L’un des suspects, connu sous le surnom de « Jaguar », précise la police, est accusé d’avoir tué un militaire des FARDC. L’arme de la victime figure parmi les objets saisis lors de l’opération.
Les présumés bandits avaient en leur possession trois armes AK-47, sept chargeurs garnis, des ordinateurs portables, vingt-cinq téléphones cellulaires, trois montres, des congélateurs, une quantité importante de boissons fortement alcoolisées et plusieurs autres biens de valeur volés dans différentes alimentations.
La police les accuse de vol qualifié, meurtre, association des malfaiteurs, détention illégale d’armes de guerre et de munitions. Ils ont été arrêtés dans la maison de Madame Tshibalonza Mwape alias « Fausse Mère » au camp militaire Major Vangu de Lubumbashi.

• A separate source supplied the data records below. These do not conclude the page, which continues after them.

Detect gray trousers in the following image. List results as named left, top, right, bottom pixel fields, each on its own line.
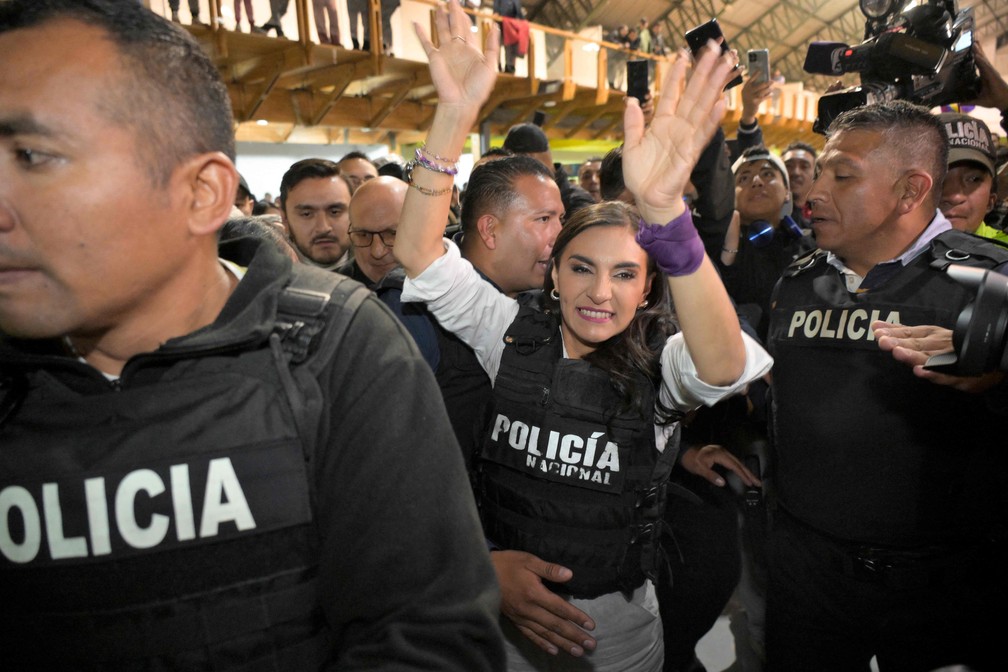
left=500, top=581, right=663, bottom=671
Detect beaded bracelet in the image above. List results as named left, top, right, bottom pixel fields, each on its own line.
left=408, top=180, right=453, bottom=197
left=414, top=149, right=459, bottom=176
left=418, top=143, right=459, bottom=164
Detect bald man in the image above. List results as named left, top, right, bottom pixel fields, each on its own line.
left=339, top=176, right=407, bottom=286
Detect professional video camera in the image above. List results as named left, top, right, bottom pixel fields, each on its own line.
left=804, top=0, right=981, bottom=134
left=924, top=266, right=1008, bottom=376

D’après la police, les malfrats se regroupaient souvent chez cette femme avant d’aller opérer. Cette dernière est une multirécidiviste : elle a été plusieurs fois arrêtée pour recel d’objets volés et recel de malfaiteurs, mais elle a toujours été relâchée, s’indigne la police.
Cette bande est accusée par la police d’avoir exploité dans plusieurs villes, notamment à Kalemie, Kolwezi, Fungurume, Mbuji-Mayi, Lubumbashi, Likasi, Kasumbalesa et Kambove.